Ben Morgan, joint head of bribery and corruption at the Serious Fraud Office, told the Financial Times that information collected on a network of corrupt middlemen operating on behalf of Rolls-Royce and other companies was being pieced together “not just in the aerospace or energy sectors, but in other cases”.
“You start to look at how the web reaches out into other companies,” he added. “We don’t think we have caught the one bad apple here at all. Other companies should be concerned.
“Boards have a decision to make — do they continue to hide conduct or, like Rolls-Royce did, do they have the integrity to confront it?”
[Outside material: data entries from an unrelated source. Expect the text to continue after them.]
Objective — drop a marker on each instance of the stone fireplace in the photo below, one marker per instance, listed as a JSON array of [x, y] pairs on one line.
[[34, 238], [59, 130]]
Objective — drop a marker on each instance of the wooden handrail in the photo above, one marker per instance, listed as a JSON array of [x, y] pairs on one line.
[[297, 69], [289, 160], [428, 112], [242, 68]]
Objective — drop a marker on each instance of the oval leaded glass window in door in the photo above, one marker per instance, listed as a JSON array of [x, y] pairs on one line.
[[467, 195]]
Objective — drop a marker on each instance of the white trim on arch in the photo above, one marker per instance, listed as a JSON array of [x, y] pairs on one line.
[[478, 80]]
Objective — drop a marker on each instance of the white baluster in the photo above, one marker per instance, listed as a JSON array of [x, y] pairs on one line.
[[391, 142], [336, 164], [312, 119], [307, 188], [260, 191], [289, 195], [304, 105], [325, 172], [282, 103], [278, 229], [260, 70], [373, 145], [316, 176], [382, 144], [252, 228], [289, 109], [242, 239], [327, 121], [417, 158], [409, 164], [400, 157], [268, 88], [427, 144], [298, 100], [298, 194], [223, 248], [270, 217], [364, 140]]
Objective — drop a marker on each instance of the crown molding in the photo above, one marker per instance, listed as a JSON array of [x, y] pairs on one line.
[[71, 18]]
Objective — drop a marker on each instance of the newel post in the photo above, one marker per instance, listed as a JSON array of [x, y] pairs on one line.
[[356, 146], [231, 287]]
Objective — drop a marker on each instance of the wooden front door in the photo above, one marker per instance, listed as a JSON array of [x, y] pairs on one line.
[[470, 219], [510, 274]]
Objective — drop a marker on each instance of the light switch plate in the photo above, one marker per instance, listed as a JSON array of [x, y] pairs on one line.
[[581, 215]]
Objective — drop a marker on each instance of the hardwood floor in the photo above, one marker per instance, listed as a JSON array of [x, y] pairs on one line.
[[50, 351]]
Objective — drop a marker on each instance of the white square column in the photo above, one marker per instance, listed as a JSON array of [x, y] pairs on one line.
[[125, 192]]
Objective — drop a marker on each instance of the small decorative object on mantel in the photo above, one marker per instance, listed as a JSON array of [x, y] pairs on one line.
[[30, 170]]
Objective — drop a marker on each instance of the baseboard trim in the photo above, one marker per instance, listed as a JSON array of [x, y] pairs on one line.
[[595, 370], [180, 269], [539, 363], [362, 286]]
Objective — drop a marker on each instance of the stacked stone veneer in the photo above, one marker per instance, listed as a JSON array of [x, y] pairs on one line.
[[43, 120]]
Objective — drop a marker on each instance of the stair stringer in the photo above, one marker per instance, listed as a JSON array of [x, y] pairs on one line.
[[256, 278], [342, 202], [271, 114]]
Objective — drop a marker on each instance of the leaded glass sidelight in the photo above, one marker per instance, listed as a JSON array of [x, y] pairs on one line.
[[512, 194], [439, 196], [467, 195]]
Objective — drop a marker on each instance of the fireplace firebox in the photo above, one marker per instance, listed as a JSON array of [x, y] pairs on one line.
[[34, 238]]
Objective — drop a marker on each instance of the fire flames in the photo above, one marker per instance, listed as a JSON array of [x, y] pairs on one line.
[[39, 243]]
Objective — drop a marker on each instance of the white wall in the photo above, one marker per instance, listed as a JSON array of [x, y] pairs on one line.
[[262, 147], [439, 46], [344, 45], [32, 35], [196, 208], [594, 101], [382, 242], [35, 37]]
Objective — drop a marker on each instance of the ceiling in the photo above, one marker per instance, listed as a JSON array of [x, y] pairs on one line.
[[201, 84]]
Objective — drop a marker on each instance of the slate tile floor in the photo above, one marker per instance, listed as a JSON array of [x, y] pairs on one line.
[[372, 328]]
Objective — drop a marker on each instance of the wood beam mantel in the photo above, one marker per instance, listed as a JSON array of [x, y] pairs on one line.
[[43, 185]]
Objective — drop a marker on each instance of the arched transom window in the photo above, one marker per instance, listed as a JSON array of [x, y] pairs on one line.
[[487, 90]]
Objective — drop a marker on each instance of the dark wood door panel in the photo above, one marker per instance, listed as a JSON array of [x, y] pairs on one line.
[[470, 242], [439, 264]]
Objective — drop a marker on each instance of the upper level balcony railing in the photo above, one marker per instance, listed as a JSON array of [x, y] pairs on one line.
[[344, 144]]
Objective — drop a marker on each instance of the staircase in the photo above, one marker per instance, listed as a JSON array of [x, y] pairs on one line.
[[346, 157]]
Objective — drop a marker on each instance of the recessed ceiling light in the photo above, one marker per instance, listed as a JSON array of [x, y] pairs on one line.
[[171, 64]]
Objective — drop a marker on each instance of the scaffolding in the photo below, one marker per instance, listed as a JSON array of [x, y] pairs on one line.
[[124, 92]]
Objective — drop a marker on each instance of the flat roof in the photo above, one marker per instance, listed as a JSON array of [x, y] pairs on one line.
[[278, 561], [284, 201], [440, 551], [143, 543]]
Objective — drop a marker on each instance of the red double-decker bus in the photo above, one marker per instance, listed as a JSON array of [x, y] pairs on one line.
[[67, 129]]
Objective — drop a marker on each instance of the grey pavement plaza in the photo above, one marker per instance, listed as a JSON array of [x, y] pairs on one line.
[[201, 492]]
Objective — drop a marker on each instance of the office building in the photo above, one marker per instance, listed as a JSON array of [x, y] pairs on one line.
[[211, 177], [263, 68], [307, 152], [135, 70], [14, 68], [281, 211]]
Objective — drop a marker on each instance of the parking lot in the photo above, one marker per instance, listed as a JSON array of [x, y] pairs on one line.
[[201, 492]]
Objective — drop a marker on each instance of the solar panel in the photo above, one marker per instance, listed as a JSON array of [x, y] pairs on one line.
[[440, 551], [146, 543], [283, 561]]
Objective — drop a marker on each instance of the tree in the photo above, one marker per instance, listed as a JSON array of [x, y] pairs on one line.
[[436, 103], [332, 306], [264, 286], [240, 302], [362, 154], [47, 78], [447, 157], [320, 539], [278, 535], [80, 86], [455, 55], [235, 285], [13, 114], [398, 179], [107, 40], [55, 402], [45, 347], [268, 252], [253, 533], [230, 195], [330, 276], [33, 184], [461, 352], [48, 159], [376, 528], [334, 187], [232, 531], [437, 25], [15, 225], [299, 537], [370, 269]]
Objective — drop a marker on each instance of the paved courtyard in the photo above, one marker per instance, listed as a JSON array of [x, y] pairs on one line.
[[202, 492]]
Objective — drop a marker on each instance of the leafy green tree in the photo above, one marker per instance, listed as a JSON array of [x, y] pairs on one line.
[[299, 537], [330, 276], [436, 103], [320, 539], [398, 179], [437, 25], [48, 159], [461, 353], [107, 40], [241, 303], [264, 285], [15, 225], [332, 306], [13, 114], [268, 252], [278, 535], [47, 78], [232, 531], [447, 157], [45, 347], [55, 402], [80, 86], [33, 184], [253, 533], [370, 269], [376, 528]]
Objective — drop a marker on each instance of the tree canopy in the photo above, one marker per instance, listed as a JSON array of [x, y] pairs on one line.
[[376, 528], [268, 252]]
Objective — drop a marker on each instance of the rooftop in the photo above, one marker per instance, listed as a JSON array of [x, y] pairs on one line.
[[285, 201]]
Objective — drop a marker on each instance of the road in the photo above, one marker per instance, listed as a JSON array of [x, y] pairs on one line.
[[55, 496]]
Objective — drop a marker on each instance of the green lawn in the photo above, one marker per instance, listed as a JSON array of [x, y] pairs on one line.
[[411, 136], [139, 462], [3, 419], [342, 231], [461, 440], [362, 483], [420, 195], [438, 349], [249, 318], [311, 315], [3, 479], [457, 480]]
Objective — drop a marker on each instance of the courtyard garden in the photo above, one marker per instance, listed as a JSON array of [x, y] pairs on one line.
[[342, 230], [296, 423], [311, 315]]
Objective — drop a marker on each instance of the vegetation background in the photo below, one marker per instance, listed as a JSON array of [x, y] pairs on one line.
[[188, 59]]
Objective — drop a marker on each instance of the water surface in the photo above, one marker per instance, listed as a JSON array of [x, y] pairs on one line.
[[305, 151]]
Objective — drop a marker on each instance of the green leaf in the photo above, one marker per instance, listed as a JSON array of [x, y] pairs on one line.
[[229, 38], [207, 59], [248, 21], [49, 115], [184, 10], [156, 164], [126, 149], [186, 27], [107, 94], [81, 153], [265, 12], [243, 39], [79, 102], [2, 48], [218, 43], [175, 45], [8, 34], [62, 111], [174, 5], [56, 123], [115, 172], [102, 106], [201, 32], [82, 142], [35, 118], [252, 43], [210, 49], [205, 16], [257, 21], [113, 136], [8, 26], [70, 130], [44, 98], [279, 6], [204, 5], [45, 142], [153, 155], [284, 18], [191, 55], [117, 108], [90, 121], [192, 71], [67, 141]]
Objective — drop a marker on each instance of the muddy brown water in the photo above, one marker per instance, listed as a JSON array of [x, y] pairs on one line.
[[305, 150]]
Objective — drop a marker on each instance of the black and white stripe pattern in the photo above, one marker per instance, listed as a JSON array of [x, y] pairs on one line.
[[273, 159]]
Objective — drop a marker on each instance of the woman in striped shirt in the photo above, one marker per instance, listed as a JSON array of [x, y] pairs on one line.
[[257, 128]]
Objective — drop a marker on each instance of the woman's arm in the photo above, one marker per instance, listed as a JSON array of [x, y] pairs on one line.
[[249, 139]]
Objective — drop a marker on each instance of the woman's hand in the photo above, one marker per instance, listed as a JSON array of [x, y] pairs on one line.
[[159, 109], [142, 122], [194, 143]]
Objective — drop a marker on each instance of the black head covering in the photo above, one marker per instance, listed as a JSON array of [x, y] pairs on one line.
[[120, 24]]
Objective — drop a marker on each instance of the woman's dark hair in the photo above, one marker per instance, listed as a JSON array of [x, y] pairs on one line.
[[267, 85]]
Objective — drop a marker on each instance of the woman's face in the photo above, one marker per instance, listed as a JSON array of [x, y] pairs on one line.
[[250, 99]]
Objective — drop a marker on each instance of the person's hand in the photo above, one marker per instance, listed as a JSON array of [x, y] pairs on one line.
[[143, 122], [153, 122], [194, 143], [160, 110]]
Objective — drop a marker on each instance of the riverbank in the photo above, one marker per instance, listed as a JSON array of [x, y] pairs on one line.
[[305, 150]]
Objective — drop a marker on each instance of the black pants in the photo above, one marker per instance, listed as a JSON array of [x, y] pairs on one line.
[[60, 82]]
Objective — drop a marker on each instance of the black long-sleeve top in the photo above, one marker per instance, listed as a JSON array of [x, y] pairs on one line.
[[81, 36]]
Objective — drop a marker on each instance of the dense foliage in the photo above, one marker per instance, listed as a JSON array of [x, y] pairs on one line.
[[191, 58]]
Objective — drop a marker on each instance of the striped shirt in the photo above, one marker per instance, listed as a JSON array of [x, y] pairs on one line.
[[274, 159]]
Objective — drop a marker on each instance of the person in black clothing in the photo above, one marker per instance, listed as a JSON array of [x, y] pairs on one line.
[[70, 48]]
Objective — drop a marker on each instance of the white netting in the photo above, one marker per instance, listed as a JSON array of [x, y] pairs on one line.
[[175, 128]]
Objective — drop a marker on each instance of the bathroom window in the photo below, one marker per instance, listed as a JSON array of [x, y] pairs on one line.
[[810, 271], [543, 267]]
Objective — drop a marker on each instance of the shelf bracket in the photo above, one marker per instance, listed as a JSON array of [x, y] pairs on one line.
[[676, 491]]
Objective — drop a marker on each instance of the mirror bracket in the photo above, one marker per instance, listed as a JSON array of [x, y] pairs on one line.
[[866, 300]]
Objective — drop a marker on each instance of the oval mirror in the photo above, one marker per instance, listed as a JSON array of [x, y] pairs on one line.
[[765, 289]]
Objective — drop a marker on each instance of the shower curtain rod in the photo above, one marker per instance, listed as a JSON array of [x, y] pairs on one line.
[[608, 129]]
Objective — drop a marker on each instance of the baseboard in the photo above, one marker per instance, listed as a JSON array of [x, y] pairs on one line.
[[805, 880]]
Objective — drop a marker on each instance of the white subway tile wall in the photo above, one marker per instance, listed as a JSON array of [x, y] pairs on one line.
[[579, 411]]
The SFO declined to specify which companies it was scrutinising.
The agency concluded the biggest investigation in its history this week when Rolls-Royce agreed to pay £671m in fines to regulators in the US, UK and Brazil after the manufacturer of engines for the aerospace and energy industries admitted to bribery and corruption charges in more than seven countries over more than 20 years.
Mr Morgan said that the SFO was now determined to bring individuals to account in the Rolls-Royce case, and charging decisions are expected to be made in the coming months. “It is an urgent matter for us now,” he added.
Sir John Rose, Rolls-Royce chief executive between 1996 and 2011 and once hailed as Britain’s most inspirational industrialist, is under pressure after a court ruling in the corruption case on Tuesday raised questions over his conduct.
Sir Brian Leveson, the senior judge overseeing the Rolls-Royce case, said that the company’s leadership had decided not to notify authorities about concerns over potential corruption as far back as 2010. A lawyer for Sir John at WilmerHale, the law firm representing him in relation to the SFO probe, declined to comment.
Successful prosecutions of individuals in the Rolls-Royce case could be crucial to the reputation of a newly assertive SFO under David Green, who was appointed director-general in 2012.
The agency has been criticised in the past for failing to charge directors at companies it has investigated for corruption.
In the SFO’s probe into Libor rate rigging, it won the conviction of only of a handful of mid-level traders at Barclays and UBS. One of them, Tom Hayes, said that the SFO should pursue senior executives.
Mr Green said that the agency could only take action when the evidence was strong enough. “We don’t act on the basis of reputation, or hoping to curry favour, or hoping to get good headlines. We act on the basis of evidence,” he told the Financial Times.
Under a deferred prosecution agreement with the SFO, Rolls-Royce will not be prosecuted as long as it implements and abides by new compliance measures.
Mr Morgan stressed that the company’s extensive co-operation, handing over millions of documents and waiving the right of legal privilege, had contributed to the decision to settle rather than prosecute the company.
Mr Green said that the SFO’s annual budget of £36m was not a constraint on its efforts to hunt down corruption.
In the Rolls-Royce investigation, the SFO had been “more than the equal of” the squadron of lawyers acting for Rolls-Royce, Mr Green said.
Rolls-Royce spent £130m on legal costs and implementing new compliance procedures. The SFO, by contrast, spent £13m.